The Wedding Game

Chapter Nineteen

Ben lay in bed watching for a change in the darkness of the room. Soon, it would go from pitch black to coal. Then the beginnings of grey would creep in at the edges of the curtains. Before that happened, he would need to be gone. He could not be seen leaving her room when the first servants woke to begin their duties.

It was as good a day as any to destroy a man’s reputation. But the woman involved...the women, he corrected...must remain as near to untouched by scandal as he could manage.

Amy was beginning to stir as well. They had made love once more during the night, slowly, quietly, each knowing that this might be the last time. When they slept again it was side by side. The distance between their bodies was slight, no more than an inch. But to Ben it already felt oceans wide.

He could feel her beside him, pretending that she was still asleep. But her tiny hand rested against his chest with too much weight to do it unconsciously. She was trying to bind him to her not with strength, but with the weight of her longing.

It was an interesting feeling. Women had held him in bed with tears, both of sadness and rage. He’d been seduced, threatened, begged and, on one particularly memorable occasion, restrained by ropes. But he had never felt such hesitant need. It was like a flower trying to hold on to the sun. To know that such a fragile creature depended on him for happiness made him feel strong, invincible to an almost godlike degree.

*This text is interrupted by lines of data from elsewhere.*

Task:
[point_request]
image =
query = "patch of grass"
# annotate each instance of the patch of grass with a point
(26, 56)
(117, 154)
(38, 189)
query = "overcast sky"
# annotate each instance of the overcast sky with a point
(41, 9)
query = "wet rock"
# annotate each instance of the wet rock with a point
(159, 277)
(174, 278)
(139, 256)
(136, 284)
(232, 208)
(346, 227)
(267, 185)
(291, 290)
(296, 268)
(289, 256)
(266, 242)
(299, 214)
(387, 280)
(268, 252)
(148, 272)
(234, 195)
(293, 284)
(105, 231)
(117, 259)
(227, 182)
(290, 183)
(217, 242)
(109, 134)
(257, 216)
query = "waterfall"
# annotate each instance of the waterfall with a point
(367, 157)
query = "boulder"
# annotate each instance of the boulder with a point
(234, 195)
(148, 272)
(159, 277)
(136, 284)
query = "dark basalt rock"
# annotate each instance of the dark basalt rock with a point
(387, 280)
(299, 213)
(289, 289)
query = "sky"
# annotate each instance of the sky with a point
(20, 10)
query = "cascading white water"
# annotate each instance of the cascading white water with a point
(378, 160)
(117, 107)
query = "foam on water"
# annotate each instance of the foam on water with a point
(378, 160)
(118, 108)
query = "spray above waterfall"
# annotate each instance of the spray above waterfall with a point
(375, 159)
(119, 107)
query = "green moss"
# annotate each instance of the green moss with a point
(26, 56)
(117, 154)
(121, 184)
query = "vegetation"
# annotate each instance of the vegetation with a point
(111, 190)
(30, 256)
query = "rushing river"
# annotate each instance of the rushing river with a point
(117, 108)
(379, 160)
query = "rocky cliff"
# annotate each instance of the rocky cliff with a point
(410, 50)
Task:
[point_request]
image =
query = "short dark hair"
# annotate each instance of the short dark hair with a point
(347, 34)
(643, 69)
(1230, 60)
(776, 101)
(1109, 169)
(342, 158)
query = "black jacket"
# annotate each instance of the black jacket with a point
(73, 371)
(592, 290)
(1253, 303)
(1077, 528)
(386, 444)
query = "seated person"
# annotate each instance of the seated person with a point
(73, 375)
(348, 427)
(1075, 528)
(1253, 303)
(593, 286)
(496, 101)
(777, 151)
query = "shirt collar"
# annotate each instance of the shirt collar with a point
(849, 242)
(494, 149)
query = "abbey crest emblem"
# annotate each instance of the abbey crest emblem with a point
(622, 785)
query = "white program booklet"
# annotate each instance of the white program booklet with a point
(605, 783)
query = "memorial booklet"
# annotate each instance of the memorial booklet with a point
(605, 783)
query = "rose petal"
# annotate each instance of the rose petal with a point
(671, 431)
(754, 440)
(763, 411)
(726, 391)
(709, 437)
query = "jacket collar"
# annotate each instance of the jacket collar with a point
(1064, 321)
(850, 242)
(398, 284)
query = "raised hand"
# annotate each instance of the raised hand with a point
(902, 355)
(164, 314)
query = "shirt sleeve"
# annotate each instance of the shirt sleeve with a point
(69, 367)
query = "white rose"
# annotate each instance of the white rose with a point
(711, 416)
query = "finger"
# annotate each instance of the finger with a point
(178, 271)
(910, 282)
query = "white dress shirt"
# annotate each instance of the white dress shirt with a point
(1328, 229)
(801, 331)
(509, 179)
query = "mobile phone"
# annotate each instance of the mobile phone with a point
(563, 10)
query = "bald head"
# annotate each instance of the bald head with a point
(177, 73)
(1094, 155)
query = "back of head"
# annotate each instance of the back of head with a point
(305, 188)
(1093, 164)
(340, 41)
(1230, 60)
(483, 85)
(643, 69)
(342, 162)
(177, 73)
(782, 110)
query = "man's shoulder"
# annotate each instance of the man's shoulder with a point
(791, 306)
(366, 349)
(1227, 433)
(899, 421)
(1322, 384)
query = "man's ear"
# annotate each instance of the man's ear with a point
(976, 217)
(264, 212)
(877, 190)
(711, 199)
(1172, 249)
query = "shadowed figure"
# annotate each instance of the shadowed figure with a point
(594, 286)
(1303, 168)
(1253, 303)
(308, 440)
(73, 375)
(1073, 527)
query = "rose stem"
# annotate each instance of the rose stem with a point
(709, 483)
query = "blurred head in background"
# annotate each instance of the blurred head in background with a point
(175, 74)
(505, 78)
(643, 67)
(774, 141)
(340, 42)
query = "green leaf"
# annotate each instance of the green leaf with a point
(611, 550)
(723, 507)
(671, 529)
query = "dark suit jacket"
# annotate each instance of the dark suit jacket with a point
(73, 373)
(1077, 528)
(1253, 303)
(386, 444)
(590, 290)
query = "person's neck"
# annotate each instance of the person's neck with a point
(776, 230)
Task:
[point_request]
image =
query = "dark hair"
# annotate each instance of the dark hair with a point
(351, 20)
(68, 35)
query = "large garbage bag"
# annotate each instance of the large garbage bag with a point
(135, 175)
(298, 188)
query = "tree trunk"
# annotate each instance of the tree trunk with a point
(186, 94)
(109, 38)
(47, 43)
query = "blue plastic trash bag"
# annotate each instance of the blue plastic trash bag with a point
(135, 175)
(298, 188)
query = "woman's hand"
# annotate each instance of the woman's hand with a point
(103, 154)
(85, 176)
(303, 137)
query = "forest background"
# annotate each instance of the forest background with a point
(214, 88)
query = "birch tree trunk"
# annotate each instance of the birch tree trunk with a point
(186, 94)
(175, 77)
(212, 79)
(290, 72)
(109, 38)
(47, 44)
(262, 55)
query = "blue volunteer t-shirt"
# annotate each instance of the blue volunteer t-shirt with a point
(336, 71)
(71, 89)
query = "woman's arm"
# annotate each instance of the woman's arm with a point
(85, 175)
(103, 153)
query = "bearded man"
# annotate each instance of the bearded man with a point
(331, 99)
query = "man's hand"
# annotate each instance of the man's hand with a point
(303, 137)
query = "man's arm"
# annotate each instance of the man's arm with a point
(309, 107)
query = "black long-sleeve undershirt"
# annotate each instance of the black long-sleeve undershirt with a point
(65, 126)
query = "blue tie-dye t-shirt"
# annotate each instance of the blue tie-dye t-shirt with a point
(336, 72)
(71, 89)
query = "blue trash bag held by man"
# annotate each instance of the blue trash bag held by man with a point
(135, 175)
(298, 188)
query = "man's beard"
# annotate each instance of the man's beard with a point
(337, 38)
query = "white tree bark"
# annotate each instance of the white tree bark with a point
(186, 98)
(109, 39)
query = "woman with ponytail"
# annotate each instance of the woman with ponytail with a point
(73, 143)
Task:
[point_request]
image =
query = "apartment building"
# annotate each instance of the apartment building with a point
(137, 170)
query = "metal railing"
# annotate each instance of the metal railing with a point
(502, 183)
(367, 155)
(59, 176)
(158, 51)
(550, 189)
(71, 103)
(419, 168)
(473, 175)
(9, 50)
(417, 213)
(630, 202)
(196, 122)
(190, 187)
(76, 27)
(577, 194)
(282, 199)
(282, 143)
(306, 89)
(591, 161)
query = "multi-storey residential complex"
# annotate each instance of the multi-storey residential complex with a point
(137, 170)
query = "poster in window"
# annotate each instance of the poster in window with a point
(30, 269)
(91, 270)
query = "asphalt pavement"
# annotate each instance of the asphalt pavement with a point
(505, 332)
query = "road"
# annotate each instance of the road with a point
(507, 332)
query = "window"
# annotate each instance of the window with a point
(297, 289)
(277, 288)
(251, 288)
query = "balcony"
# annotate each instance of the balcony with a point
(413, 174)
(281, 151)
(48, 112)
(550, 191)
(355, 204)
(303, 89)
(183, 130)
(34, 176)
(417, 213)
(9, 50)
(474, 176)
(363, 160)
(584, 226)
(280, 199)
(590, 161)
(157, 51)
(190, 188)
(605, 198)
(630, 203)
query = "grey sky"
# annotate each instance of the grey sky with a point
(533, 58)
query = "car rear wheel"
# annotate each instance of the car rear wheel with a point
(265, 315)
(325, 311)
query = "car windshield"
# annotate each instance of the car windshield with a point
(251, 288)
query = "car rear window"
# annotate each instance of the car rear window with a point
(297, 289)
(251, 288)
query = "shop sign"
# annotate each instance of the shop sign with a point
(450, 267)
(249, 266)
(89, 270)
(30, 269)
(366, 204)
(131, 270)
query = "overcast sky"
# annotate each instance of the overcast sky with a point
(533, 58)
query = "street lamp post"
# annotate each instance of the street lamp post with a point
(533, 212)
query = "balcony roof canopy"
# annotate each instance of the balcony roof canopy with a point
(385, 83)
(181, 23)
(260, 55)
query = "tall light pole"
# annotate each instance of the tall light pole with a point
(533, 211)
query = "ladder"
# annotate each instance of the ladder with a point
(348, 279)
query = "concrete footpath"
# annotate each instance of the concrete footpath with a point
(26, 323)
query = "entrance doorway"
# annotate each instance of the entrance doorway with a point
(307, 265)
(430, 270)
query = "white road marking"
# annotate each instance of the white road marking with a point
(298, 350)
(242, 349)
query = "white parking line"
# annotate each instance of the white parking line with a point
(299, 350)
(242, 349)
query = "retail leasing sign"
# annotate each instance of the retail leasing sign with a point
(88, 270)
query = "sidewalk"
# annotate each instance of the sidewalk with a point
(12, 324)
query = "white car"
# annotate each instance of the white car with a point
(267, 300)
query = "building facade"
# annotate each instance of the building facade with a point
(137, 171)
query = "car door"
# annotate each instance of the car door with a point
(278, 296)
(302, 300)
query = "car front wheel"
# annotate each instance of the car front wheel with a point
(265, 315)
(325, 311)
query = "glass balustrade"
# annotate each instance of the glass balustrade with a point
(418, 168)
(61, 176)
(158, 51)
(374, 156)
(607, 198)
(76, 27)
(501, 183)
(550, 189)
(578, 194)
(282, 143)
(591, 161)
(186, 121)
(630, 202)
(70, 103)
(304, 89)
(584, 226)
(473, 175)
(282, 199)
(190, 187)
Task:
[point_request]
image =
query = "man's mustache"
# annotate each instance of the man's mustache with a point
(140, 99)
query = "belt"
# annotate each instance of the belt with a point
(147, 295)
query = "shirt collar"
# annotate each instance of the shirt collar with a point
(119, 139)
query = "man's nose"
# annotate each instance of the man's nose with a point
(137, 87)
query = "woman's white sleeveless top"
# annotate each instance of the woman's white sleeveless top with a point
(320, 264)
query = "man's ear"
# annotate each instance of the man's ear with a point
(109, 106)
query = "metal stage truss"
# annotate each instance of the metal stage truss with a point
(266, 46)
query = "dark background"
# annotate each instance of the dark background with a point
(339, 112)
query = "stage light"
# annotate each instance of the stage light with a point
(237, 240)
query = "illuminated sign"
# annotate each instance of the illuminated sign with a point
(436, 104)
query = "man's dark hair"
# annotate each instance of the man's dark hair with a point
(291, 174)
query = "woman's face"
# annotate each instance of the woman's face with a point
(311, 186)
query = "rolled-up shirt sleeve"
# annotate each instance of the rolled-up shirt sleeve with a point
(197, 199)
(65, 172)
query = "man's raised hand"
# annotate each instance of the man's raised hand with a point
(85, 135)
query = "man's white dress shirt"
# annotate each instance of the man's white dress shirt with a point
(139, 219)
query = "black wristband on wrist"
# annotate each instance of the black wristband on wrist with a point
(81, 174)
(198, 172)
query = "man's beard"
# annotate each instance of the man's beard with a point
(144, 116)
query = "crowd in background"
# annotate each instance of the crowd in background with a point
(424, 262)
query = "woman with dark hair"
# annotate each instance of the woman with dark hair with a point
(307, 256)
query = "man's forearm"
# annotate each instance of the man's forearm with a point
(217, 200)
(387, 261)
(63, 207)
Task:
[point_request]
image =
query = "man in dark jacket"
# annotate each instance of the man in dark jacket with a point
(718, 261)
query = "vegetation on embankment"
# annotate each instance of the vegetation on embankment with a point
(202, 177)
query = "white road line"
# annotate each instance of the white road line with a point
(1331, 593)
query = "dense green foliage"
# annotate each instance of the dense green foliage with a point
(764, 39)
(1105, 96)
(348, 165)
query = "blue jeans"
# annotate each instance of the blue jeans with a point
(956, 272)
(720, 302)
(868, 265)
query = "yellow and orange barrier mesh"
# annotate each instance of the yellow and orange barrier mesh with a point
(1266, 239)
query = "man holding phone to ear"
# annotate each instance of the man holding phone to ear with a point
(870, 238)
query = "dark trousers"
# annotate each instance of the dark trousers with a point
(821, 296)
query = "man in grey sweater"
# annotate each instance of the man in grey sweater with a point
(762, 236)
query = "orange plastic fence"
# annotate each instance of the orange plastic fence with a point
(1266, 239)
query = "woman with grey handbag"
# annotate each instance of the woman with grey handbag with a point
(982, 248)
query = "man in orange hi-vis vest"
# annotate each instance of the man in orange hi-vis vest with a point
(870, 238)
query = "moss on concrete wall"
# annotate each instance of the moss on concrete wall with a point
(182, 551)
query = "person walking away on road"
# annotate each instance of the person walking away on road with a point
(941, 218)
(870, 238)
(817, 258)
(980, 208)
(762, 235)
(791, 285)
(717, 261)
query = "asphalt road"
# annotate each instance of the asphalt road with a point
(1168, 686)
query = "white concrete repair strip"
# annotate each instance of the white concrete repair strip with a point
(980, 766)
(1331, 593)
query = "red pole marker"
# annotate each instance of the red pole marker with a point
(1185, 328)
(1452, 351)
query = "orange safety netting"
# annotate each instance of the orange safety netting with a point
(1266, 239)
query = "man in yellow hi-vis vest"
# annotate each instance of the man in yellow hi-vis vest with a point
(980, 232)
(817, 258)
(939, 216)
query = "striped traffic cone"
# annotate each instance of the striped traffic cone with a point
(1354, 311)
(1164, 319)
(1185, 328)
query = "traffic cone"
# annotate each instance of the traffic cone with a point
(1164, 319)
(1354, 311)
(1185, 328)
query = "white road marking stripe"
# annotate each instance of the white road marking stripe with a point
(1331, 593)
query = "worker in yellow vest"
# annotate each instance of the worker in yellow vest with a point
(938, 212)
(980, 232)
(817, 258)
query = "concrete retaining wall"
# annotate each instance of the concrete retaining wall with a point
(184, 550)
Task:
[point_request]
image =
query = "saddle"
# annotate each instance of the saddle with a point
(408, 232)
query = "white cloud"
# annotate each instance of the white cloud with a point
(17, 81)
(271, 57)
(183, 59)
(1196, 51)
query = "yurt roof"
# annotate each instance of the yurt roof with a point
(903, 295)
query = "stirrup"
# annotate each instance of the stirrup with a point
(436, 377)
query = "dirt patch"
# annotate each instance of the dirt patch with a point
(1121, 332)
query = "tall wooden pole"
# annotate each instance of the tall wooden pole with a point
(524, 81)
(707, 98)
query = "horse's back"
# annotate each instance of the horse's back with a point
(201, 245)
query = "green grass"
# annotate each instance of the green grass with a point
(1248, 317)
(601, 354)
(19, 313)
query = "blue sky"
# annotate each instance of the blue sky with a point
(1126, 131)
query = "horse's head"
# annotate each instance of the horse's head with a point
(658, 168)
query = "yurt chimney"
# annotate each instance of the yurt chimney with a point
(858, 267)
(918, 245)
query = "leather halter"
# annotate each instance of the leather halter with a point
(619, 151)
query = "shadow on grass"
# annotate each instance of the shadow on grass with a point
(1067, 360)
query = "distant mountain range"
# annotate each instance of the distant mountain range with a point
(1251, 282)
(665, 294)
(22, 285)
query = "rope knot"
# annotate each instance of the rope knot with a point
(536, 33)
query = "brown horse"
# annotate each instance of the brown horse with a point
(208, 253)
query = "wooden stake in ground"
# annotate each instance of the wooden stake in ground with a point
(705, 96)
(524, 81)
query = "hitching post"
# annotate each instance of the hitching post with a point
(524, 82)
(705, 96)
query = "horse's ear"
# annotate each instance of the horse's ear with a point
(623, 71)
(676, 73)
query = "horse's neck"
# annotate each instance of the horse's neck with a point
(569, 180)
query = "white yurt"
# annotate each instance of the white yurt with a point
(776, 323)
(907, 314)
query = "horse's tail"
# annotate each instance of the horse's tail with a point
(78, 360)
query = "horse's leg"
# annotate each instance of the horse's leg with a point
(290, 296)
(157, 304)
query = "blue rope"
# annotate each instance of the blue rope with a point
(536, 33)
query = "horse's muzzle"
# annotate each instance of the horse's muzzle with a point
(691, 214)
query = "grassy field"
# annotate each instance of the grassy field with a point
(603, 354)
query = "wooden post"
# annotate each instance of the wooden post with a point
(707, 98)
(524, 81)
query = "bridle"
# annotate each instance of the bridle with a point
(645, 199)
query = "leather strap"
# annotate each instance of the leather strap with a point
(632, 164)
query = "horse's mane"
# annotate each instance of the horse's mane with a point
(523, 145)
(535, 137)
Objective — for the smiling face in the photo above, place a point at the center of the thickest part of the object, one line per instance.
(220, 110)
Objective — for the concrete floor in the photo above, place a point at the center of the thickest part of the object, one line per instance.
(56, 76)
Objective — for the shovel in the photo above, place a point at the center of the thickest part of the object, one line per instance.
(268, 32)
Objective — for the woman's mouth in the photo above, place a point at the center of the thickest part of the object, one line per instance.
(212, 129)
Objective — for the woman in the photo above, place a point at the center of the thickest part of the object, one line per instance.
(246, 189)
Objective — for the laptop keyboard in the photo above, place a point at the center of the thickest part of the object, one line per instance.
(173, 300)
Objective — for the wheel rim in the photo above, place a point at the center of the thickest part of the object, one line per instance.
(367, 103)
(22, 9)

He wished it could never end.

Her head rested in the hollow of his arm. He could see her eyes were open now. There was a glitter of wetness on the lashes, as the first hint of daylight touched them. She reached up to stroke his cheek. ‘You love me, do you not?’

He could see the lines of her face now, so classically pure in form that he could barely stand to look at them. She was beautiful. Not the equal of Belle, but her superior. Why had he not noticed before, when there had been more time?

It was the eyes, he suspected. He’d been so caught up in their appearance that he’d never looked past them to the woman within. While Belle might have a sweet soul, it was childlike and untouched. But Amy had seen things and known them and been marked by them. She was ageing, like wine, and he longed to drown himself in her.

‘If you do not love me,’ she whispered, ‘then lie to save my feelings. I will not feel so foolish, then. I will tell myself it could not be helped because we were in love.’

Light or dark, perfect or ugly, she had not changed from the first day he met her. He laughed. ‘You are not supposed to suggest such things. It is unfeminine.’

‘To request that you lie, or to pretend to believe you when you do?’ she asked.

‘Either, I think,’ he said. ‘And I am finished with lying, for all the good the truth is likely to do me. I love you, Amelia Summoner.’

‘Says a man who has no heart.’ She sighed.

‘It must have grown back, but it is beating as if it might break.’ He covered her hand with his and moved it so she could feel the thumping in his chest. ‘I love you,’ he said again, enjoying the sound of the words.

‘And I love you,’ she said, nestling closer to him. ‘Why does this not make everything easy?’

‘If we were the last people on Earth, it would.’ He laid a hand on her bare hip, wishing that there were more time so that he might love her again before they had to part.

‘Go to my father and tell him you cannot marry Belle. You must—’ She stopped suddenly, as if realising that she could not be the one to demand a proposal, she could only agree to it.

He thought of the destruction it would bring to his reputation and to Belle’s should he cry off. The idea fascinated him. To be able to stand in the ruins of his old life and start again. ‘If I left her, would you be there, waiting for me?’

‘I could not love a man who hurt her,’ she said without hesitation.

‘So, your answer is no.’ He felt another part of him break. ‘You do not have to worry. There will be nothing left of me to marry. If I break the engagement, your father swears he’ll ruin me.’

The sweet woman in his arms let loose with a most unladylike curse.

He laughed, in spite of himself. ‘He wanted to protect your sister. He was afraid, once I knew about her, I would abandon her.’ The oath to Summoner was a growing weight in his gut, crushing the air from his body and ruining the moment. But, at least, now he understood the need for it.

Swear that you will never hurt my daughter.

Amy could fend for herself, but Belle needed protection.

‘If either of you had listened to me in the first place...’

‘You were right, all along,’ he agreed.

‘It would be better to be happy than right,’ she said.